Ilustración de Alejandra Svriz.

Vuelven los debates sobre si Trump sabe lo que busca con su guerra en Irán, si ha sido manipulado por Netanyahu (que sí sabe lo que busca) y la duda de si los ayatolás podrán algún día dejar de responder con misiles y aceptar una derrota, pactada o no, a cambio de seguir en el poder. De su terrorismo en Occidente anunciado, de momento nada. Gracias, servicios de inteligencia.

Nadie sabe cómo acabará, pero esta guerra también pasará. Al contrario de lo que vaticinó aquel historiador japonés con nombre de central nuclear, no hay nunca final de la Historia… sino History as usual. Este conflicto bélico también pasará, como el que sucedió hace dos décadas en Irak y que mantuvo también al mundo y a los mercados en vilo. Esperemos que no acabe del todo mal para los menos malos… 

Hoy casi nadie sabe quién gobierna en Bagdad, por dónde andan los kurdos, cómo viven las mujeres iraquíes o quién se beneficia mayormente del petróleo. Siguen allí los cascos azules, y eso ya es buena noticia. Más reciente es el caso de Siria, una dictadura sanguinaria, con una larga guerra civil a cuestas entre una tiranía y unos exterroristas muy religiosos que han acabado tomando el poder, pero entendiéndose con EEUU. Podría ser peor.

En Irán puede aún pasar de todo y nadie puede preverlo: desde la caída del régimen criminal hasta una revuelta popular, o incluso una guerra civil entre facciones; pero también una transición, ¡ay!, a la venezolana, o el regreso del hijo pródigo del sah con un programa de reformas y hasta un gobierno de transición tutelado. Que haya una democracia se antoja harto improbable a corto y medio plazo, más que nada porque democracias, lo que se entiende por democracias, son la excepción cultural, y no las hay prácticamente en ningún país musulmán. 

Pero esta guerra en Oriente Próximo, que los atacantes no previeron que acabaría desbordándose por toda la región, tiene la extraña y cruel virtud, una vez más —como en Ucrania—_, de dejar al descubierto las debilidades de Europa, que oscila entre un papel de comentarista y otro de (ensoñados) buenos oficios. Y significa el regreso más que nunca a la realpolitik.

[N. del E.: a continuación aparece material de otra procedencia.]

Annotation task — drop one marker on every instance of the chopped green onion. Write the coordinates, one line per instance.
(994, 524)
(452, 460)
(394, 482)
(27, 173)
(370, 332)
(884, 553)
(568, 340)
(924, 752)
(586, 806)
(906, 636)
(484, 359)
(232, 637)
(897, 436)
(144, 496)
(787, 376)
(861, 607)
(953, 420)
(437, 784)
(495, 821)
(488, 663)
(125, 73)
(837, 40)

Gigante económico, enano político; conviene que al menos Europa se rearme moral y militarmente. La OTAN está en muerte cerebral; al final tenía razón Macron y Trump la está acabando de desconectar. Pero el eje Londres, París, Berlín parece activarse por fin. El miedo a la recesión. Entienden poco a poco que no puede haber equidistancia, por mucho que se llenen la boca de legalidad internacional y se hagan fotos con Guterres, el de la ONU con derecho a veto de rusos y chinos. (A Sánchez ni se le espera).

De momento, y como dice Ana Palacio (calienta, esperemos que salgas pronto), a lo máximo a lo que puede aspirar Europa es a «no dictar lecciones tardías, sino componer intereses, blindar mercados y rutas, aguantar el frente ucraniano y actuar como potencia antes estratégica que reguladora».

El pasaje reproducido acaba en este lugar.